Они отпили по глотку, смакуя; Алесь высказался:
— Это Petit Chablie La Chablisien, тысяча девятьсот пятьдесят восьмого года? Признаться, я люблю сорта более ранних годов… Немного кислит?
— Да, пожалуй, вы правы.
— А ратототан превосходен! Sic![6]
— Подтверждаю.
— Так о чем вы говорили, Аристид?
Бритоголовый посмотрел на собеседника с досадой и сказал, вибрируя сдержанной ревностью в голосе:
— Мой чудный Пяст, вы слишком долго смотрели на голых скрипачек… Они полностью уничтожили эгрегор вашего интеллекта. Неужели их худые зады вам понравились?
— Отнюдь.
— Ну, тогда я удовлетворен. Видите ли, мой сладкий Пяст, приближается смена эпох. Двадцатидевятилетний цикл Сатурна — тысяча девятьсот двадцать четвертый, пятьдесят третий, восемьдесят второй, две тысячи одиннадцатый… так?
— В восемьдесят втором моя маменька зачала меня в номере «Рица», — улыбнулся молодой человек. — Откровенно говоря, это был тогда такой сарай…
— Да, вы совершенно правы. Так вот, цикл Сатурна. Большие перемены. И шестой цикл Превращения Бога по Абракcасу. Египтяне жили в первом. Гексада стала явью, круг действительно замкнулся, сколько бы Марика ни пугала добрых парижан своим громоподобным «Merde!» Я все думаю, кто придет на смену?
— Очевидно, цивилизация андрогинов.
В тишине ресторана плавали тени — от серебряного ведерка с бутылкой на серебряном же подносе. Или он только притворялся серебряным, как и собеседник Алеся — спокойным? Большие окна молчаливо сохраняли мелко искрящую темень. Листья роскошных олеандров отгораживали их от остального зала, образуя подобие Гефсиманского сада.
— По крайней мере, не цивилизация простейших пожирателей женщин, — Аристид тонко усмехнулся, губы — ниточкой, усики — арифметической дробью, в числителе — сарказм. — Ибо этот круг точно закончен. Женщина стала товаром бесповоротно, ее оседлали и укрыли вакуумной упаковкой. Идея иудеохристианства о непорочном зачатии сыграла дурную шутку: мужчина из этой схемы устранен, женщина уничтожена, остается… что? Пустота.

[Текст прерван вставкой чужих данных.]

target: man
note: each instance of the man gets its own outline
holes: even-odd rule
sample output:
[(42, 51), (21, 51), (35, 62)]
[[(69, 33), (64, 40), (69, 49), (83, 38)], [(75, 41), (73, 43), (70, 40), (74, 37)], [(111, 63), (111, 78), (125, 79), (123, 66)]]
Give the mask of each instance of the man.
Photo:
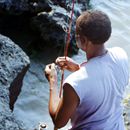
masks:
[(76, 21), (77, 46), (86, 52), (87, 62), (78, 65), (59, 57), (56, 64), (73, 73), (57, 95), (55, 65), (46, 66), (50, 83), (49, 112), (56, 128), (71, 119), (71, 130), (125, 130), (122, 117), (123, 93), (128, 84), (128, 59), (123, 49), (107, 49), (111, 22), (101, 11), (84, 12)]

— Значит, снова, как в четыреста тринадцатом, соберется Эфесский Собор и вернет Деве Марии ее изначальный облик Артемиды.
— Боюсь, что нет, мой друг! Никаких соборов. Будущее уже стучится в двери. Что будет с Европой, понятно: как некогда Рим убежал в Византию, растворившись в ней, так и соединенные штаты Европы убегут на север. Новая Византия — Дания, Швеция, Норвегия. Южный этнос туда не пустит банальный северный климат. Но вам придется, милый мой, расчищать снег с крыши.
Поляк поежился.
— Да, это ведь на широте Сибири? Или я что-то путаю… В России всегда много снега.
Аристид отпил еще вина. Вилочкой поддел ломтик сыра, полюбовался переливами его цвета — от янтарного к коричневому.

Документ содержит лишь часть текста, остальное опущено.